Grótta lighthouse, to the northwest of the city, is where the skies are darkest and where the sea meets land, creating a unique atmosphere. If the northern lights are visible here, you might see some spectacular reflections in the water. The area is also free to access. The lighthouse is a 10-minute taxi ride from Reykjavik City Hall.

Öskjuhlíð Hill is the closest viewing site to central Reykjavik, close to Perlan on a hill behind Hallgrimskirkja. Here, the lights reflect and dance on the snow on the surrounding mountains and can be wonderful to see. Take bus number 18 from Hlemmur Bus Terminal to Perlan (a single fare costs ISK 440 each way).

At a glance

As the hub for your holiday, Reykjavik has a lot going for it. Being compact but with many hotels and attractions, it’s easy and convenient to get around. And unlike some of the country’s other viewing locations, there’s no need for off-road vehicles to catch a light show!

Reykjavik is where you’ll find experienced northern lights tour companies, and there is also a specialised observer base for the lights. Perhaps unsurprisingly, the Icelandic Meteorological Office is one of the world’s leading authorities on aurora forecasting. Experienced forecasters use satellite images to provide a live picture of where to find the northern lights across Iceland on their website.

The city is close to Iceland’s only international airport and there are domestic flights to other destinations across the island.

There are drawbacks to light spotting in Reykjavik of course. As a small but buzzing city, there is some light pollution, which can make it less than ideal. That said, when the aurora forecast looks especially good, city authorities will sometimes switch off the street lights to give residents a clearer view.

Remember that Iceland is an increasingly popular and busy place, and during the autumn and winter months, the private and small group tour companies are regularly fully booked. And you won’t be the only one chasing the lights--there will be lots of coach parties out hoping to catch the light show.

Other attractions

Of course, being a natural phenomenon there’s no guarantee that you’ll see the lights. But whether you see them or not, there are many other attractions in and around Reykjavik to make for a wonderful holiday.

Best-known is the Golden Circle tour of the region’s waterfalls, lagoons and geysers. The tour typically lasts a full day, but half-day tours are available.

In the city, there’s Hallgrímskirkja, a modern church which offers uninterrupted views across the city and the surrounding natural sights (entrance ISK 900).

Reykjavik's annual festivals are a mainstay of the city’s cultural scene. The world-famous Iceland Airwaves festival takes place in early November, in late November there are Christmas carols at the Lighting of the Oslo Christmas Tree and the Winter Lights Festival in early February sees the city’s attractions covered in glowing lights.

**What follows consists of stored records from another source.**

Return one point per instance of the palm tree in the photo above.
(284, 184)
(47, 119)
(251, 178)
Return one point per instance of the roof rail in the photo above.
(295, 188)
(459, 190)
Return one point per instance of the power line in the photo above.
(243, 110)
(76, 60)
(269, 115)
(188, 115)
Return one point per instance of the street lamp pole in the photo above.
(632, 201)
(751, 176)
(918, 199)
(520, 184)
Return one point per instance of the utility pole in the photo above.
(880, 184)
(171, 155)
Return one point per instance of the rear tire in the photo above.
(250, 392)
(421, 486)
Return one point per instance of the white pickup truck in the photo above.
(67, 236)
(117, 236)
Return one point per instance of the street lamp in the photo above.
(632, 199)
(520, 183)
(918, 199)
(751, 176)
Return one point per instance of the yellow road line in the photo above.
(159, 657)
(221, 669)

At the Secret Solstice Festival (mid-June, during the summer solstice) top musical acts play over 48 hours during constant daylight. Shortly after, Iceland celebrates its National Day (June 17) when the city centre comes alive with parties, food stalls, and re-enactments of Viking battles.

Reykjavik boasts several excellent museums, many of which are dedicated to the country’s Viking past, including Arbaer Open Air Museum (entrance ISK 1,600) which houses an authentic Viking settlement; The Settlement Exhibition - Landnámssýningin (entrance ISK 1,600) which is an interactive museum dedicated to the city’s Viking legacy; and Culture House - Safnahúsið (entrance ISK 2,000) which displays artefacts of historical significance.

For something a little more unusual there is the Phallological Museum, dedicated to more than 200 penises of animals, fish, and humans (entrance ISK 1,500).

And of course, there’s plenty of shopping to be had on Iceland's main shopping street, Laugavegur, in the centre of the city.